Whenever we visited my in-laws, though, I felt like my husband abandoned me. He, his dad, and his two brothers shared inside jokes around the kitchen table along with a good measure of Scotch. The three of them inevitably found their way to their instruments and jammed on and off throughout our visits. They’d all dissolve into good-natured laughter, closing their ranks as my mother-in-law and I stood outside the circle up against the kitchen sink washing and drying or sipping tea.
Nothing could make my mother-in-law happier. I, on the other hand, sulked. It irked me, the way my husband unwittingly left me behind to carry on our parenting routine with our young girls, while he traversed the well-loved roads of the place he came from. The tight knot of “us” untangled whenever we visited his family. I felt alone and insecure, as if the life we’d crafted wasn’t nearly as satisfying as the one he’d grown up in. It stung.
For years I carried around this discomfort and envy, always preparing myself for the disconnect between myself and my husband whenever we visited my in-laws. It’s only recently that I’ve been able to see my husband’s behavior as something else entirely. Rather than disconnecting from me, he’s reconnecting with himself. He can tap back into the music-loving, gourmet-food appreciating, top-notch swimmer he is without the demands of work and our busy day-to-day schedule.
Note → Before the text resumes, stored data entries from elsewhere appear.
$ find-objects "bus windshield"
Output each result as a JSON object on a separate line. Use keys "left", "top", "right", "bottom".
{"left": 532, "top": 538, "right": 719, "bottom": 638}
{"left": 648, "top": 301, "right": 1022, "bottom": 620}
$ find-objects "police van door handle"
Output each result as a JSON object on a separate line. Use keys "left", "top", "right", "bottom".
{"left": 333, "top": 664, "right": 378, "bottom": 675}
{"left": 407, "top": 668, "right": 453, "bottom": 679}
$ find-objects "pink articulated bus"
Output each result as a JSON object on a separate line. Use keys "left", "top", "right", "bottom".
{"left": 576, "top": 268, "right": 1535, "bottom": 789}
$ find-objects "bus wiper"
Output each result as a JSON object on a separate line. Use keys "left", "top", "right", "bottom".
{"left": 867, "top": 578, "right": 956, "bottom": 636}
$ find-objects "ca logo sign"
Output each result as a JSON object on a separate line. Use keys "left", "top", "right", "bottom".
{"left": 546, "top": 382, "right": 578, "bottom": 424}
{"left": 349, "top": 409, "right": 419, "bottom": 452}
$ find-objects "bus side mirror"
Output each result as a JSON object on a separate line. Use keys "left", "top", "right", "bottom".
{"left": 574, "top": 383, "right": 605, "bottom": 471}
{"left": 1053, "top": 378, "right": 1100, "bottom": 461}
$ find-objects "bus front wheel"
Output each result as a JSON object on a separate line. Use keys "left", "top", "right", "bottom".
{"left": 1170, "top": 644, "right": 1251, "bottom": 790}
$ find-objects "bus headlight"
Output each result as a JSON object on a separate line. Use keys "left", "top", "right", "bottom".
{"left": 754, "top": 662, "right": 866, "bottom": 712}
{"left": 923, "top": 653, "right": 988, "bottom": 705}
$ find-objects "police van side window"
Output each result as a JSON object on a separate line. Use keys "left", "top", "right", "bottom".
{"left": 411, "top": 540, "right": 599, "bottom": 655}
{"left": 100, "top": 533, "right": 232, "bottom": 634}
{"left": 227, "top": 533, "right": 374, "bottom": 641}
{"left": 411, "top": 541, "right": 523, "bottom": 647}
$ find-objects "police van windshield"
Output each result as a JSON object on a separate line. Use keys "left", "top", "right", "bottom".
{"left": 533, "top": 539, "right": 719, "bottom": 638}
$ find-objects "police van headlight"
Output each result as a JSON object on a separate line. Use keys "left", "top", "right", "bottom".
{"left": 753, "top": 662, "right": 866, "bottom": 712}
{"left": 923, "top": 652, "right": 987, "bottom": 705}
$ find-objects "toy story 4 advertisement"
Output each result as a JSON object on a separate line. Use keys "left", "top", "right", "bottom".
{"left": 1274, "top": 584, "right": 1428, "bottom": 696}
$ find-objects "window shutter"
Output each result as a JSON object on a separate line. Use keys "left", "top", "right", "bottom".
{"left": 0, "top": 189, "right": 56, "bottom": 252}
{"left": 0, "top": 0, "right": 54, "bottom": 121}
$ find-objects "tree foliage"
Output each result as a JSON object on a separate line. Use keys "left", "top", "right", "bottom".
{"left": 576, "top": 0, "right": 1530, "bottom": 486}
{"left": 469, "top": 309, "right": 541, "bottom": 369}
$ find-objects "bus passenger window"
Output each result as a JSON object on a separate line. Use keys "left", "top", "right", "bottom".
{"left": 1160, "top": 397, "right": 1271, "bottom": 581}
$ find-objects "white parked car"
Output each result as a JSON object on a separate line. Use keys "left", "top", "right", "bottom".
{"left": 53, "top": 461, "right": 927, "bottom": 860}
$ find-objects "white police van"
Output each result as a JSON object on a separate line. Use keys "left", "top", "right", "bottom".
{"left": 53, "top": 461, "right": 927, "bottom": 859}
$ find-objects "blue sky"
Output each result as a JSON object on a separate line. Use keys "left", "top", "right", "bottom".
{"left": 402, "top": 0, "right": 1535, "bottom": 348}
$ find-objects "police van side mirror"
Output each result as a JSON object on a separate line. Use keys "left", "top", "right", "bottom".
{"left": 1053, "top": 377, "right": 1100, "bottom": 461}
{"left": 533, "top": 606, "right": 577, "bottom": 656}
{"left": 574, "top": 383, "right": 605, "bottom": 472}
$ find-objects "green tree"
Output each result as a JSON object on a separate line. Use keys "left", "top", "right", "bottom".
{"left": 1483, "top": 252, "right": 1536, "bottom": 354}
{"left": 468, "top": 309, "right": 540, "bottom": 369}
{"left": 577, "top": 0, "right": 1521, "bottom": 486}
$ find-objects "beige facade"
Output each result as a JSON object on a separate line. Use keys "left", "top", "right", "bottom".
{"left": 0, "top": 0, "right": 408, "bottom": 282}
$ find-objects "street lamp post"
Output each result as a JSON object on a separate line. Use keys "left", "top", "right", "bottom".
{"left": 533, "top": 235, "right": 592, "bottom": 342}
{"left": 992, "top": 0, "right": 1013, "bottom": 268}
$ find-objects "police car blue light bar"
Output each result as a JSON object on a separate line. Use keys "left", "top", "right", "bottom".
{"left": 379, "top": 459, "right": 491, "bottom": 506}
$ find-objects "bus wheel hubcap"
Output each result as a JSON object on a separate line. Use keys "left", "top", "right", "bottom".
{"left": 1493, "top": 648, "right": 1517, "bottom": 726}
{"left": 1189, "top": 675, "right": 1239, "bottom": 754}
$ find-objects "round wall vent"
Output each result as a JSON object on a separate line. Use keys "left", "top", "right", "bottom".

Now that the girls are older, the work of parenting has lessened so I don’t feel as burdened by keeping up routines when we travel. I’ve let my husband know that I need extra TLC when we’re with his family, and he’s good about giving it. I’m still slightly insecure when he lapses back into the warm swirl of his original family, momentarily leaving me hanging around the edges, but now I keep in mind the upside — getting to see the man I fell in love with in his entirety — and remember why this marriage, in-laws and all, is worth it.